I am often saving web pages to DevonThink as PDF files.
It seams that for web pages, the DevonThink hallmark functions Move To/See Also is not working well. The suggestions are seldom useful. I presume a large part of the reason for this, is that a web page contains so much more information than just it’s main text - and a lot of the extra text is not closely related to the main text.
I would like to take a stab at improving the precision of DevonThinks guesses by removing the extra text from the index, using an algorithm from Readability (lab.arc90.com/experiments/readability/
) to identify the main text (this is more or less the same algorithm that Safari uses for its Reader function).

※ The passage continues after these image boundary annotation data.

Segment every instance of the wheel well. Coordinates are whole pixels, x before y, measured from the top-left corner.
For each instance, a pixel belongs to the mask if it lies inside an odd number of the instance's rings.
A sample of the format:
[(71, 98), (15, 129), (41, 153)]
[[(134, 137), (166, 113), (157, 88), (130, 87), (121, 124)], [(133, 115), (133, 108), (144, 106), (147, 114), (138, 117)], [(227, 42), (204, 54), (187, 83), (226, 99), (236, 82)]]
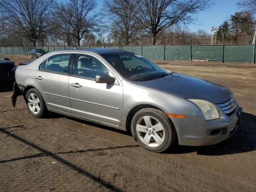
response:
[(161, 109), (160, 109), (156, 106), (148, 104), (142, 104), (135, 106), (129, 112), (129, 113), (127, 115), (126, 123), (126, 128), (127, 131), (130, 132), (131, 132), (131, 123), (132, 122), (132, 118), (135, 114), (141, 109), (144, 109), (145, 108), (153, 108), (162, 111)]
[(23, 96), (24, 96), (24, 98), (26, 98), (26, 95), (27, 94), (27, 92), (28, 92), (28, 90), (29, 90), (30, 89), (32, 89), (32, 88), (35, 88), (30, 85), (26, 87), (25, 89), (24, 89), (24, 90), (23, 91)]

Since I already have some experience using Ruby for scripting DevonThink, I will use the Ruby port, github.com/iterationlabs/ruby-readability
But I have some questions:
- When the PDF document gets its text analyzed (and becomes PDF+Text), I assume it is the “Text” that is used as base for the Move To/See Also function.
But what text is this. A document seams to have two texts associated - “plainText” and “richText”. Do I need to replace both?
After replacing the original text with a clean version, will it be reindexed automatically, or do I need to trigger it somehow?
- When a new PDF is added to the database, DevonThink will automatically analyze its text. Is there any hook that can be used to replace DevonThinks method for extracting text from the PDF with my own? Alternatively, is there any way to start a program of my own when DevonThink is done with a new document?